This course covers the fundamentals of probability and statistics, with a focus on applications from
engineering and the sciences. The course begins with an introduction to graphical data
representation and descriptive statistics. Topics in probability include discrete and continuous
random variables, probability rules, probability distributions, the law of large numbers, the central
limit theorem, and expected value. Topics in statistics include sampling distributions, estimation of
population parameters, confidence intervals, and significance testing. The course does not focus
exclusively on concepts from the frequentist paradigm, but also introduces elementary Bayesian
statistics. The goal of this course is that the students acquire a solid statistical literacy that enables
them to interpret statistical information and graphs. Students will also learn how to choose the
appropriate statistical methodologies and tools to analyze data scientifically. To achieve this goal, the
course includes many real-world examples from engineering and the sciences.
After successful completion of this course, the students will
(1) understand how to interpret various graphical representations of statistical information;
(2) understand the key elements of probability and statistics;
(3) be able to analyze data scientifically with the appropriate statistical methodologies and tools;
(4) be able to adequately communicate analytical results in an interdisciplinary environment.
bar chart; histogram; box-and-whiskers plot; mean; variance; standard deviation; quartile; sample
space; events; marginal probability; joint probability; conditional probability; random variable; Bayes
theorem; central limit theorem; law of large numbers; binomial probability distribution; normal
probability distribution; sampling distribution; confidence interval; significance testing; t-test.
✔ Specialist skills | Intercultural skills | Communication skills | Critical thinking skills | ✔ Practical and/or problem-solving skills |
Classes usually begin with a real-world example to motivate a statistical concept. This concept is then
formally described, and mathematical proofs are given where appropriate. Then, the instructor and
the students solve the real-world problem interactively during class. Classes are interactive, and
students' active participation is welcome.
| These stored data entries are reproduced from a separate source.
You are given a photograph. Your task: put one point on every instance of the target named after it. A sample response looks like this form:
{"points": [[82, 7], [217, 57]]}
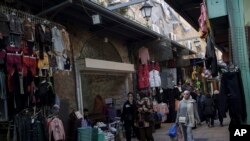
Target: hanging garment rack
{"points": [[33, 18]]}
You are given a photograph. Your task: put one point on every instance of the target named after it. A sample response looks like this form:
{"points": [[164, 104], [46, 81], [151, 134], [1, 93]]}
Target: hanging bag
{"points": [[172, 131], [202, 20]]}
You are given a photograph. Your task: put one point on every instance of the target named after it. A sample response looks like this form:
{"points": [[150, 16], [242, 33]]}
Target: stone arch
{"points": [[97, 48]]}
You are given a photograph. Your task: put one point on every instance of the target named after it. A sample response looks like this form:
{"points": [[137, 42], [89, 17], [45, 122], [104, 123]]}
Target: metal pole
{"points": [[55, 7], [118, 6], [240, 53]]}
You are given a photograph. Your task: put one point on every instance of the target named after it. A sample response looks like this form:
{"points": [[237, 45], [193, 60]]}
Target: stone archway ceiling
{"points": [[96, 48]]}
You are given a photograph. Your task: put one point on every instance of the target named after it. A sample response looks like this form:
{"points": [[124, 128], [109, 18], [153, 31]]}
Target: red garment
{"points": [[144, 55], [155, 66], [12, 61], [143, 76], [56, 129], [10, 49], [29, 62], [202, 20]]}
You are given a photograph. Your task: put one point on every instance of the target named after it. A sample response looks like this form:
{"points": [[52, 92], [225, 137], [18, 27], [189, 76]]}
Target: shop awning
{"points": [[89, 64], [190, 11], [81, 11], [181, 48]]}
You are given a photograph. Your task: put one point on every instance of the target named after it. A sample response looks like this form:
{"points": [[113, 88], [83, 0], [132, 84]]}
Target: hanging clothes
{"points": [[57, 40], [43, 36], [143, 76], [15, 24], [154, 78], [144, 55], [211, 62], [29, 30], [56, 130], [4, 27], [65, 38]]}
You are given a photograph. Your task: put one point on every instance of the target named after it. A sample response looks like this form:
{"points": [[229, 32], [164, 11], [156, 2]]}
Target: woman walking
{"points": [[209, 110], [187, 115]]}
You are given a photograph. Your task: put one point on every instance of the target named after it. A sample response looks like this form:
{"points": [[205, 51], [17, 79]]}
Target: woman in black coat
{"points": [[209, 110]]}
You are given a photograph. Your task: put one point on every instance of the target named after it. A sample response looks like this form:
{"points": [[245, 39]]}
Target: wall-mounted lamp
{"points": [[96, 19], [146, 10], [106, 40], [197, 43]]}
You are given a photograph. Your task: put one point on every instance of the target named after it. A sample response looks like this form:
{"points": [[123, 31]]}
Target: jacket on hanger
{"points": [[211, 62], [15, 24], [29, 30], [43, 35], [65, 38], [4, 27], [154, 78], [57, 40]]}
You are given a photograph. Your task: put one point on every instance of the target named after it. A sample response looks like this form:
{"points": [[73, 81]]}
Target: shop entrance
{"points": [[111, 87]]}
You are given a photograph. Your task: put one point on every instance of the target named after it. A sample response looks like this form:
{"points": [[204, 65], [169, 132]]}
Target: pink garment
{"points": [[155, 106], [144, 55], [163, 108], [56, 128]]}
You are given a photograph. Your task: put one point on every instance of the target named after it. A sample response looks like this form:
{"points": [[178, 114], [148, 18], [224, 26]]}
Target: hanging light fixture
{"points": [[146, 10]]}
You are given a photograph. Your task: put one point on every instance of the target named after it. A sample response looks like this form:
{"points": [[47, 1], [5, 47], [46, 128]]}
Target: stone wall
{"points": [[65, 85]]}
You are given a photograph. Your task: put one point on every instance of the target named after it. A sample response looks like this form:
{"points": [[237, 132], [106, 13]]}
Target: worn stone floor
{"points": [[201, 133]]}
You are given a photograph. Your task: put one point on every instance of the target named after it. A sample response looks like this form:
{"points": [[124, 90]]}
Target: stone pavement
{"points": [[201, 133]]}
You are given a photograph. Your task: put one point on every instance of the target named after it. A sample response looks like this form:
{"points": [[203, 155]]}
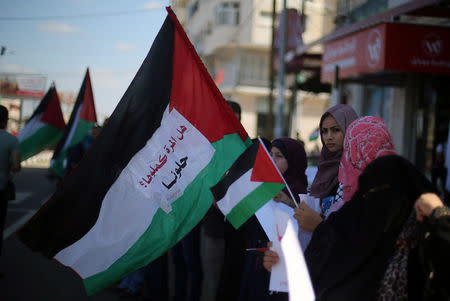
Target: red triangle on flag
{"points": [[264, 169], [53, 114]]}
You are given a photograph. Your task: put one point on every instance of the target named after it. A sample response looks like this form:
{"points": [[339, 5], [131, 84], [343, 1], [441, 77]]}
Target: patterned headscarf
{"points": [[366, 139], [326, 178]]}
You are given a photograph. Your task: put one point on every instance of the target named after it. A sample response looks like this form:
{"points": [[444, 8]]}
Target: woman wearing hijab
{"points": [[373, 248], [290, 157], [333, 125]]}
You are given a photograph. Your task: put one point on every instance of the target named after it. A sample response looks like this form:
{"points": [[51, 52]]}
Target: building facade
{"points": [[401, 64], [234, 40]]}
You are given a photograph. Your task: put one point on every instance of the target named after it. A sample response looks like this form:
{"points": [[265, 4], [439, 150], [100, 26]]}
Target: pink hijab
{"points": [[366, 139]]}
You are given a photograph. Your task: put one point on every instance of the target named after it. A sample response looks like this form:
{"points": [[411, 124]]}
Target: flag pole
{"points": [[287, 186]]}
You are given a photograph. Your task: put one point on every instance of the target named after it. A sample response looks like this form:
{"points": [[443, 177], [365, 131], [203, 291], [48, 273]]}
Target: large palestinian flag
{"points": [[250, 183], [145, 182], [44, 128], [82, 119]]}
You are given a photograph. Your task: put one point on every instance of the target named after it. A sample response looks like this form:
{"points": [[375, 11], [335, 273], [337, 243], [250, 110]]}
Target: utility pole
{"points": [[269, 125], [278, 131]]}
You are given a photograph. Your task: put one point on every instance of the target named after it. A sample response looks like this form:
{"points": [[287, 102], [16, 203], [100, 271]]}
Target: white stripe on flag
{"points": [[31, 127], [155, 177], [237, 191]]}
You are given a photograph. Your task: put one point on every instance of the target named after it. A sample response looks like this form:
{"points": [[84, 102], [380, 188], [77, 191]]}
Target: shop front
{"points": [[400, 72]]}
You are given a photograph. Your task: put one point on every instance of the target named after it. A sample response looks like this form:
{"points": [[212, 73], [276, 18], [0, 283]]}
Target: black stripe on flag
{"points": [[243, 164], [74, 208]]}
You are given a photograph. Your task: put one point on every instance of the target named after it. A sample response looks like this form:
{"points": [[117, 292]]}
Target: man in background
{"points": [[9, 149]]}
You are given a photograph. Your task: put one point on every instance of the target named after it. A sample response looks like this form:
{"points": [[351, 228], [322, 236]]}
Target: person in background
{"points": [[290, 157], [434, 246], [333, 125], [220, 243], [439, 170], [9, 162], [373, 248]]}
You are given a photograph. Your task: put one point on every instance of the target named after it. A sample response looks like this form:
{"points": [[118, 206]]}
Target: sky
{"points": [[60, 39]]}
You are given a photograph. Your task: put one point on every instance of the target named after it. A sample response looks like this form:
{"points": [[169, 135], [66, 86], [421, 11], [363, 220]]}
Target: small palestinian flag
{"points": [[251, 182], [145, 182], [45, 127], [82, 119]]}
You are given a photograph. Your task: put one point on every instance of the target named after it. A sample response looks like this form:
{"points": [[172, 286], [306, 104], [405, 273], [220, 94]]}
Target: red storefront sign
{"points": [[389, 46]]}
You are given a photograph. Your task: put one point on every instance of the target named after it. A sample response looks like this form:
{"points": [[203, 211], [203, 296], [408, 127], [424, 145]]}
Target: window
{"points": [[262, 110], [377, 102], [254, 69], [227, 13]]}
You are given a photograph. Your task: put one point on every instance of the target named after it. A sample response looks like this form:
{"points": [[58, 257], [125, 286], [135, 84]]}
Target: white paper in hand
{"points": [[278, 276], [299, 282], [303, 235]]}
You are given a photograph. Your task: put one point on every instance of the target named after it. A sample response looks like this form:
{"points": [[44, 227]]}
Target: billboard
{"points": [[22, 85]]}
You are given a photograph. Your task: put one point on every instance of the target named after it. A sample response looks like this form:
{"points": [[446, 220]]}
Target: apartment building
{"points": [[234, 38]]}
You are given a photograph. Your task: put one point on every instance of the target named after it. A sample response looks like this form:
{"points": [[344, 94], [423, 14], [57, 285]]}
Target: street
{"points": [[28, 275]]}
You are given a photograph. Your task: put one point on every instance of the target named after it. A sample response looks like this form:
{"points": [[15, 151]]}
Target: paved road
{"points": [[30, 276]]}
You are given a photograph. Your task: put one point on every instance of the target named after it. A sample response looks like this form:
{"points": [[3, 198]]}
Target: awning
{"points": [[388, 47], [431, 8]]}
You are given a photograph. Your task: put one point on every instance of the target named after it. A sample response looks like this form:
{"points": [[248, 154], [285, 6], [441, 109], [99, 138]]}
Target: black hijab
{"points": [[295, 154]]}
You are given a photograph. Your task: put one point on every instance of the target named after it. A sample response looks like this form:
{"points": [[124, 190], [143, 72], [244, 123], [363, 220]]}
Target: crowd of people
{"points": [[382, 232]]}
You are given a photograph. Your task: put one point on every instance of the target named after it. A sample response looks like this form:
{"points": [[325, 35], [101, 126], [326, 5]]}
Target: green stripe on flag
{"points": [[252, 202], [197, 199], [44, 138]]}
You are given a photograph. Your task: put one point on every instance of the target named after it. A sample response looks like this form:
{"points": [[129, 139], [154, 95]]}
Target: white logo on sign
{"points": [[373, 51], [432, 45]]}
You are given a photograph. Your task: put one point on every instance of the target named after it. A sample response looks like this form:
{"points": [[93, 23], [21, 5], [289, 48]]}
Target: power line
{"points": [[79, 16]]}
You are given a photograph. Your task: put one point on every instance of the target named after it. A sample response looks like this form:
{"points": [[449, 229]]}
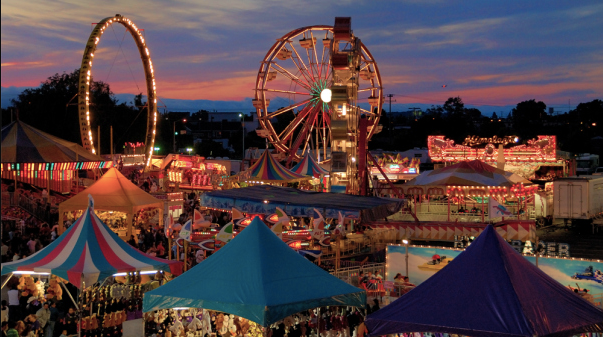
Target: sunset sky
{"points": [[488, 53]]}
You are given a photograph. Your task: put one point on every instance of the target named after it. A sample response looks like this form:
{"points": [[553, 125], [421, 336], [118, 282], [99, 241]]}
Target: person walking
{"points": [[14, 311]]}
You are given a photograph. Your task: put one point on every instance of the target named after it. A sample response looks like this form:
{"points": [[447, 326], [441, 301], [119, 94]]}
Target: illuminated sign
{"points": [[541, 149]]}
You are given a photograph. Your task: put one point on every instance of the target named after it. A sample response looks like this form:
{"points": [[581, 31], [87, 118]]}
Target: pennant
{"points": [[495, 209], [226, 233], [236, 214], [186, 231], [207, 244], [199, 221]]}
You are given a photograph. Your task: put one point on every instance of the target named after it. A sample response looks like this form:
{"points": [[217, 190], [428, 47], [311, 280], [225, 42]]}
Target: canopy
{"points": [[308, 167], [267, 169], [489, 290], [112, 192], [256, 276], [89, 251], [467, 173], [22, 143], [264, 199]]}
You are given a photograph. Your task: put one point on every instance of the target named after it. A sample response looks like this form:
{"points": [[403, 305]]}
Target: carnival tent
{"points": [[268, 170], [467, 173], [22, 143], [264, 199], [112, 192], [308, 167], [87, 252], [489, 290], [256, 276]]}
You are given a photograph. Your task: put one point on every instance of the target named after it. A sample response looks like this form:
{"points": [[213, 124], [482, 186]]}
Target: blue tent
{"points": [[489, 290], [256, 276]]}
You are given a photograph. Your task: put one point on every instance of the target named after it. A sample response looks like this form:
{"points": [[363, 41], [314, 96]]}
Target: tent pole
{"points": [[129, 225], [6, 281]]}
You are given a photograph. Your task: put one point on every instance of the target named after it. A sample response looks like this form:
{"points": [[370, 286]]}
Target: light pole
{"points": [[243, 124]]}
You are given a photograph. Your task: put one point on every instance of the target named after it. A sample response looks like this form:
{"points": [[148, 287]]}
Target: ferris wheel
{"points": [[296, 70]]}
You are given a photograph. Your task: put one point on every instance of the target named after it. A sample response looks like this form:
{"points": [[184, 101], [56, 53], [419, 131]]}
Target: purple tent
{"points": [[489, 290]]}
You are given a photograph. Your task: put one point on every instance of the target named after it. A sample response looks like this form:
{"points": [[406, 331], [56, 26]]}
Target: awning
{"points": [[264, 199]]}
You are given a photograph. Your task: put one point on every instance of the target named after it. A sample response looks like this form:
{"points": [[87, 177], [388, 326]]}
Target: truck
{"points": [[578, 200]]}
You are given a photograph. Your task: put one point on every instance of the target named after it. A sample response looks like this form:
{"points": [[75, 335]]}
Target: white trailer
{"points": [[578, 198]]}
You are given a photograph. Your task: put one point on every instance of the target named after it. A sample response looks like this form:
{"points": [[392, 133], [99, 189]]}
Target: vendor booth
{"points": [[113, 193], [269, 282], [488, 290]]}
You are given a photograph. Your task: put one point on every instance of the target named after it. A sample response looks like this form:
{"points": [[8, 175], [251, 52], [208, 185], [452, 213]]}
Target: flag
{"points": [[168, 223], [495, 209], [199, 221], [319, 226], [236, 214], [225, 234], [186, 231]]}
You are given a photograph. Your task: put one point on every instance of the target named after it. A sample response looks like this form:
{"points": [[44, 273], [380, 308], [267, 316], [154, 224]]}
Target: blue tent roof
{"points": [[302, 203], [489, 290], [256, 276]]}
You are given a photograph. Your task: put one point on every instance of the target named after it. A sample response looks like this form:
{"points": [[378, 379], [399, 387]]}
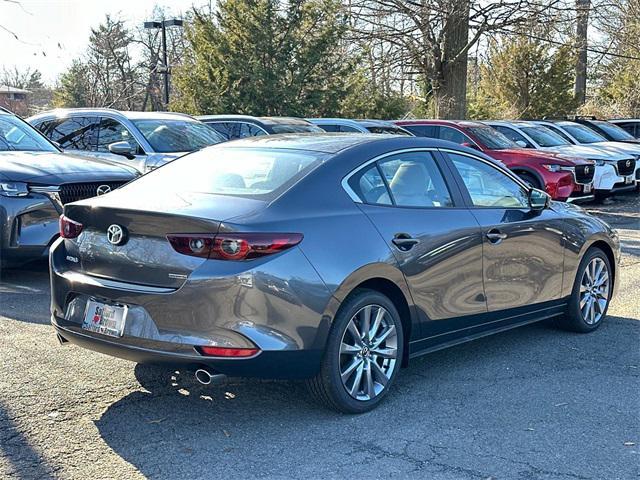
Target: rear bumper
{"points": [[267, 364]]}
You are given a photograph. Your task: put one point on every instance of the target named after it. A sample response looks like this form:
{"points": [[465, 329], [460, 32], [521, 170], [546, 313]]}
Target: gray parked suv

Course schedule | Required learning | |
---|---|---|
Class 1 | Introduction; organizing and graphing data; bar charts and histograms | None. |
Class 2 | Measures of central tendency, dispersion, and position; box-and-whiskers plot | Revise contents of previous class; complete assignment |
Class 3 | Sample space, events, and probability axioms | Revise contents of previous class; complete assignment |
Class 4 | Marginal probability, joint probability, conditional probability | Revise contents of previous class; complete assignment |
Class 5 | Multiplication and addition rules | Revise contents of previous class; complete assignment |
Class 6 | Bayes' theorem and Bayesian statistics [1 of 2] | Revise contents of previous class; complete assignment |
Class 7 | Bayes' theorem and Bayesian statistics [2 of 2] | Revise contents of previous class; complete assignment |
Class 8 | Discrete random variables and expected value; law of large numbers | Revise contents of previous class; complete assignment |
Class 9 | Discrete probability distributions, binomial probability distribution | Revise contents of previous class; complete assignment |
Class 10 | Continuous random variables and continuous probability distribution, normal probability distribution | Revise contents of previous class; complete assignment |
Class 11 | Applications of binomial and normal probability distribution | Revise contents of previous class; complete assignment |
Class 12 | Central limit theorem, sampling distributions of sample mean and sample proportion | Revise contents of previous class; complete assignment |
Class 13 | Estimating population parameters, confidence intervals | Revise contents of previous class; complete assignment |
Class 14 | Fisherian and Neyman-Pearsonian paradigms of testing | Revise contents of previous class; complete assignment |
Class 15 | Significance testing, tests for the mean, t-distribution | Revise contents of previous class; complete assignment |
None required. Course materials are provided during class.
Mann P.S. (2013) Introductory Statistics. John Wiley & Sons, Singapore, ISBN: 978-1-118-31870-6.
Students' course scores are based on midterm and final exams.
Knowledge of elementary algebra and calculus is required.